When I woke up one morning there was a story on the news about smart metering providing “£8 billion of savings for UK PLC”. The story was full of big ideas like fridges that switch on and off at the optimum time making sure we’re not using expensive energy at times of high demand. However, this is only part of the story and there’s more to do than roll out smart meters and buy a new fridge.

One of the major missing pieces that is rarely mentioned – it’s perhaps a little low level for BBC breakfast – is half hourly settlement which, in my view and that of the recent CMA report, is a prerequisite to us enjoying the full benefits of the smart energy revolution.

What is half hourly settlement?
The settlement process is how the electricity industry decides how much the suppliers need to pay to each of the other industry participants for the energy and its transport that their customers use. Currently energy suppliers read domestic meters about every six months so have little idea who used what when.

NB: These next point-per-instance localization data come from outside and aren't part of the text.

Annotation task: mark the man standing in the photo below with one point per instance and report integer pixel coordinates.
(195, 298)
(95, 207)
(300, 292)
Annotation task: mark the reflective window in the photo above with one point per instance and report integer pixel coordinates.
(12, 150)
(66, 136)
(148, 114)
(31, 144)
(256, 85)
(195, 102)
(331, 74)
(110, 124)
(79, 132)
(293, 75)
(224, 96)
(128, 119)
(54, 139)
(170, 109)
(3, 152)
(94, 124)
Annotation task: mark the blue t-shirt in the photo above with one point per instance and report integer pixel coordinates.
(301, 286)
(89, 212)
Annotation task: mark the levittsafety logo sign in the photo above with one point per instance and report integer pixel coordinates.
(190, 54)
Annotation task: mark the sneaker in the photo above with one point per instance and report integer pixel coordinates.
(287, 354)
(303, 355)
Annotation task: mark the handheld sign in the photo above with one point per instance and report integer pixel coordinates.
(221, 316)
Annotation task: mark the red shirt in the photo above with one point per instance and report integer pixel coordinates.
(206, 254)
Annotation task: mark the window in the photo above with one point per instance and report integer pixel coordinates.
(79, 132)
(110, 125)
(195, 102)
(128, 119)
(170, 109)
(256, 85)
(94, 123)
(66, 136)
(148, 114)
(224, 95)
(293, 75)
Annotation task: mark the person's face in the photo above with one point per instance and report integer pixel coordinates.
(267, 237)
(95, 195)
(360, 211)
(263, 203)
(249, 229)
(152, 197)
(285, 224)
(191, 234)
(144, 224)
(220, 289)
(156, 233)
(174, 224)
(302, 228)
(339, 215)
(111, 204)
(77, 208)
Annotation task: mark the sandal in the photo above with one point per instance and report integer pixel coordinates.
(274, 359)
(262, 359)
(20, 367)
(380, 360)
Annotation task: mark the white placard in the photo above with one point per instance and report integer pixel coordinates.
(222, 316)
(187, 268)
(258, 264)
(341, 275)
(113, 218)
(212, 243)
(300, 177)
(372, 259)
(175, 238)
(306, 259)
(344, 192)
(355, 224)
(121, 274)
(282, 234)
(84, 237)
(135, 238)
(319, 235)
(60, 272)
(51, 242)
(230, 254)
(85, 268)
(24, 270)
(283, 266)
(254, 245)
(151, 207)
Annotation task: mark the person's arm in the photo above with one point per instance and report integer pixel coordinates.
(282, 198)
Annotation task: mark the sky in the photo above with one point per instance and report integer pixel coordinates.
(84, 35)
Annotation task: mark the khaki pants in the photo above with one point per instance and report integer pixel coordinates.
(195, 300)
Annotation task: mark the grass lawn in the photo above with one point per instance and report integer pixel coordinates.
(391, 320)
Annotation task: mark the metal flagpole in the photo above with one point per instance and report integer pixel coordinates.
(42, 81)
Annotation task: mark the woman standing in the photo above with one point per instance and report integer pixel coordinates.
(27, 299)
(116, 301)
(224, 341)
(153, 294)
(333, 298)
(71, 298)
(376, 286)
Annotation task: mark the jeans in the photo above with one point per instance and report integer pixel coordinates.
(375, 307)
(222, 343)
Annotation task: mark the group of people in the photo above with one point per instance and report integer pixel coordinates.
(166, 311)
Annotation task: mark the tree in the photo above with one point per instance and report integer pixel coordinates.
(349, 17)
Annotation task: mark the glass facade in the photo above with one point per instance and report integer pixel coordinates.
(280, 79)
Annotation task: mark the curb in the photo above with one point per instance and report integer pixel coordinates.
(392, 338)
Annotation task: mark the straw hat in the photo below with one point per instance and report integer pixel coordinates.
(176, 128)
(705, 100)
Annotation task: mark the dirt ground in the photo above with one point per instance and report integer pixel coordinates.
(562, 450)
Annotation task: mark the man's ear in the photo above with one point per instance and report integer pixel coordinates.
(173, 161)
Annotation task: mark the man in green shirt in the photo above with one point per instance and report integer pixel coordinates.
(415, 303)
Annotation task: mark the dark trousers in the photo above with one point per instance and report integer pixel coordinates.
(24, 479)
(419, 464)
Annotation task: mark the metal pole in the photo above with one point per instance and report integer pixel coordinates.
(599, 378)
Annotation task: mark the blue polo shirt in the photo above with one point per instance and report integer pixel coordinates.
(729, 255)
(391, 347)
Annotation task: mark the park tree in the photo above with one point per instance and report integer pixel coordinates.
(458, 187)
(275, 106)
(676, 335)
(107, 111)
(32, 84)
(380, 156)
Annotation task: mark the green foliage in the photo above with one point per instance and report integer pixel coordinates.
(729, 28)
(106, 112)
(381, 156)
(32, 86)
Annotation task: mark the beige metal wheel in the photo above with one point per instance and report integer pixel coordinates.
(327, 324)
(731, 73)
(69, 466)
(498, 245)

As a result the industry estimates this use for residential and small business consumers using some standard profiles.

Half hourly settlement is where, using half hourly readings from smart meters, the industry settles on the actual use of customers not profiles.

What are the benefits?
One of the main benefits of Smart is Demand Side Response (DSR) where consumers shift their usage to times where energy is cheaper. This is the key to enormous savings for the nation as a whole as the cost of providing energy for the peak times represents a disproportionate amount of the total.

The way that DSR will be delivered is through Time of Use tariffs which will charge different amounts at different times incentivising moving usage to cheaper periods. However, with the current settlement system there is little reason for suppliers to offer these tariffs as they will still have to pay based on the standard profiles.

Once these tariffs are introduced it is likely that they will result in reduced bills for customers who are able to move their usage, as well as cutting bills across the board as investment in the grid to cater for the peak is reduced.
In addition, the ability to offer products that have greater means of differentiation will allow suppliers to target different customer segments with different products potentially resulting in greater competition – something the CMA report highlighted.

Why not just do it?
Currently the Smart Energy Code mandates that suppliers gain their customer’s consent before reading their meter more than monthly, which betrays the sensitivity of consumer data in this area – half hourly data potentially giving an idea of your daily routine.

However, if a significant number of customers choose to “opt out” of half hourly reads then the benefits of the Smart will be diluted. This poses the ultimate modern question – how much personal data are we willing to exchange in order to reap the benefits of technology? Unfortunately we need to answer this if we are to gain the full benefit smart metering.

Only once these questions have been answered and we have made the transition to half hourly settlement can we really enjoy the true benefits of Smart with integrated homes, appliances, and enormous efficiency savings.